COVID-19 and the Gendered Use of Emojis on Twitter: Infodemiology Study
Author(s) -
Ahmed AlRawi,
M. Shameem Siddiqi,
Rosemary Morgan,
Nimisha Vandan,
Julia Smith,
Clare Wenham
Publication year - 2020
Publication title -
journal of medical internet research
Language(s) - English
Resource type - Journals
SCImago Journal Rank - 1.446
H-Index - 142
eISSN - 1439-4456
pISSN - 1438-8871
DOI - 10.2196/21646
Subject(s) - emoji , gratitude , covid-19 , psychology , pandemic , health care , social media , social psychology , medicine , political science , pathology , disease , infectious disease (medical specialty) , law
Background The online discussion around the COVID-19 pandemic is multifaceted, and it is important to examine the different ways by which online users express themselves. Since emojis are used as effective vehicles to convey ideas and sentiments, they can offer important insight into the public’s gendered discourses about the pandemic. Objective This study aims at exploring how people of different genders (eg, men, women, and sex and gender minorities) are discussed in relation to COVID-19 through the study of Twitter emojis.
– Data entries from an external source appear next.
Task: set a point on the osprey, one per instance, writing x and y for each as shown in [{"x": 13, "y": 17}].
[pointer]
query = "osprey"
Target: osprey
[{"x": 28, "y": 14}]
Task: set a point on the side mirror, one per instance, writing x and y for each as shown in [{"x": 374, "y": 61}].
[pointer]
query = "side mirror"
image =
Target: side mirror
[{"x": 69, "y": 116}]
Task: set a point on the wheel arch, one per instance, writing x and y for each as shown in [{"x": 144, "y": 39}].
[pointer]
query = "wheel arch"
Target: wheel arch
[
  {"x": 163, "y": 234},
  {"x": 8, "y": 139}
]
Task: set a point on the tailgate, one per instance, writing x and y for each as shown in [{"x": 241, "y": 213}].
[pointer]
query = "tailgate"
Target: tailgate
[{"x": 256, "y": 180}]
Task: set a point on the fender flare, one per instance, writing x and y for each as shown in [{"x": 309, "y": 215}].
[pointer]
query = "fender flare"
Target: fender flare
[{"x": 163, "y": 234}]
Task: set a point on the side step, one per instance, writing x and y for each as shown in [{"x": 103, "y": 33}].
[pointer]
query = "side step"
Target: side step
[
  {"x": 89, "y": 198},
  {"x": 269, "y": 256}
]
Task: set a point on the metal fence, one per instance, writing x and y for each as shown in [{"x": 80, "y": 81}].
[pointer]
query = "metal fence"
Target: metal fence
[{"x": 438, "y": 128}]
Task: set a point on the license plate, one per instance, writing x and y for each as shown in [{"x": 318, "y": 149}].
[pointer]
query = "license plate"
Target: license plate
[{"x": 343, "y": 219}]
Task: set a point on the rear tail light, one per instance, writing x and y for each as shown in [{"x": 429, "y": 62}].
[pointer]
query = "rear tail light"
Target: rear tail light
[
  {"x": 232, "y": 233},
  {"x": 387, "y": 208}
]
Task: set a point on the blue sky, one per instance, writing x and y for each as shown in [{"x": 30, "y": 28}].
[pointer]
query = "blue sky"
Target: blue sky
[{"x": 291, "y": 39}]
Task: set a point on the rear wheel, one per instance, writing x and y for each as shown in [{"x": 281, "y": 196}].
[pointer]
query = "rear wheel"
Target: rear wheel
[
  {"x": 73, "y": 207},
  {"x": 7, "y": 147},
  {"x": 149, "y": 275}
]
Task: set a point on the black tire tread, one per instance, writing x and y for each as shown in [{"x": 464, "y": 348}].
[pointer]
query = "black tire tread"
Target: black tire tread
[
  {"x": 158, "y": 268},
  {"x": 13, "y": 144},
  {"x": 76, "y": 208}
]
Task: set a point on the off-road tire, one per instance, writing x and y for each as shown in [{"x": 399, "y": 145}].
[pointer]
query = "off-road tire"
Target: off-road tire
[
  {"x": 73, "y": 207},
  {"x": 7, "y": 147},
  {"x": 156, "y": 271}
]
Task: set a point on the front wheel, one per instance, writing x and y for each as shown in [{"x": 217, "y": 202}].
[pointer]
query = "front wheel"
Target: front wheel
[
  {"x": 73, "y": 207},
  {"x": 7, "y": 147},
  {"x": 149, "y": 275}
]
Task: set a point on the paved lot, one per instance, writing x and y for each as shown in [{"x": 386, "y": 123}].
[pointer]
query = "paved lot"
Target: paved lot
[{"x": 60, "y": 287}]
Methods We collected over 50 million tweets referencing the hashtags #Covid-19 and #Covid19 for a period of more than 2 months in early 2020. Using a mixed method, we extracted three data sets containing tweets that reference men, women, and sexual and gender minorities, and we then analyzed emoji use along each gender category. We identified five major themes in our analysis including morbidity fears, health concerns, employment and financial issues, praise for frontline workers, and unique gendered emoji use. The top 600 emojis were manually classified based on their sentiment, indicating how positive, negative, or neutral each emoji is and studying their use frequencies. Results The findings indicate that the majority of emojis are overwhelmingly positive in nature along the different genders, but sexual and gender minorities, and to a lesser extent women, are discussed more negatively than men. There were also many differences alongside discourses of men, women, and gender minorities when certain topics were discussed, such as death, financial and employment matters, gratitude, and health care, and several unique gendered emojis were used to express specific issues like community support. Conclusions Emoji research can shed light on the gendered impacts of COVID-19, offering researchers an important source of information on health crises as they happen in real time.